Because every single day, in every country around the world, women and girls are denied basic freedoms, denied access to resources, and subject to the control of those who do not respect them. Every day, women and girls are raped...and someone in power suggests that it wasn't really rape, it was "her" fault. Every day, women are expected to take less and be grateful for it, allow others to make their decisions and limit their freedoms. And if they complain...they're not being good women.
Yesterday was my birthday (so I never forget International Women's Day, kind of check on the celebration...I get to eat cake, but does any other woman? Do ALL other women? No...so it's not all fun and games. And in yesterday's Nebraska State Paper.com was one of those perfect examples of why there needs to be an International Women's Day. The concept that an adult woman's most fundamental freedom is to determine what happens in her own body isn't popular in Nebraska--at least not in the state legislature, which passed a law outlawing all abortions for more than 20 weeks gestation. So a Nebraska woman had to wait until her doomed fetus--known to be nonviable--emerged on its own, and then watch the fetus die, unable to live, in a fifteen minute struggle. By all means read the story.
You will note that the law's sponsor, Mike Flood, said the law "worked as it was intended" (in other words, the law was intended to give more anguish to pregnant women with nonviable fetuses. Because a law cannot "intend" to make a nonviable fetus viable.) Flood insists it's his point that a nonviable fetus "is still a life." So is a tumor, with just as much chance to live outside the body as a fetus that isn't viable. But that's not my point. My point is that an individual adult human has a fundamental right to his/her own body and the medical decisions made about it. I'm quite sure that Mike Flood would not want me making medical decisions about his body (let alone his procreative organs and their use.) And yet he is comfortable making decisions for women--decisions that increase their anguish.
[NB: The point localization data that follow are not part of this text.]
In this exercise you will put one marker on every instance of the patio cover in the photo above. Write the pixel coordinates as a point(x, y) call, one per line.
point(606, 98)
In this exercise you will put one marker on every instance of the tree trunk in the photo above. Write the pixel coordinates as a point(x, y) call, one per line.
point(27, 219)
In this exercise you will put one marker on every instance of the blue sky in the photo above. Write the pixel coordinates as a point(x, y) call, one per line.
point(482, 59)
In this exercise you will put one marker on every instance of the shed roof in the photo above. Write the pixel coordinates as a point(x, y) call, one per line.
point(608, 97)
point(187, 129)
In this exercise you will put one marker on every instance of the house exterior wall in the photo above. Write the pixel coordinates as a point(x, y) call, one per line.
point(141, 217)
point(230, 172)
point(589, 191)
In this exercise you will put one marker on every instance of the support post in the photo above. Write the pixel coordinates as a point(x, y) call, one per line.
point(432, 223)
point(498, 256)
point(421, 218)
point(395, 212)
You will also note that a woman, Julie Schmit-Albin, suggested that it was "more humane" for a nonviable fetus to die "in a loving manner with comfort care and in the arms of her parents than by intentional painful death through abortion." The possibility that the fetus was already suffering, being nonviable, and that the process of birth might itself be painful and stressful, and that struggling unsuccessfully to breathe for fifteen minutes once born ("loving arms" or not) was probably not pain-free...not to mention the physical pain and mental anguish caused to the mother seems never to have occurred to her...because Ms. Schmit-Albin, like Mr. Flood, is so eager to control someone else's life and decisions. Again, I suspect that she would not want me to intervene in her personal medical decisions, including her reproductive ones...and that would suggest that she butt out of making such decisions for others.
It would be interesting to know whether Mr. Flood's interest in "a life" extends to the lives of Nebraska citizens who happen to be already born. Does he, for instance, do anything to improve the quality of life of Nebraska's women and children? Prenatal and obstetric care for poor women? Nutritional support for poor children? Medical care? Quality child-care to assist working mothers? Adequate housing for all families with children? Better schools for those children? Employment assistance?
Or does he only care about "a life" when it's inside someone else and not costing taxpayers any money? Do any of the "right to lifers" support programs that will give all children a decent start in life? They don't in my neck of the woods...they're adamant that they'll happily force someone to bear an unwanted child, but they won't move a finger (or, more accurately, vote to spend money) to give that child a fair shake in life.
Cases like this are only one narrow slice of the ways that women's fundamental rights are violated...but it's a stark reminder that progress towards respect and freedom can be lost and slip backward.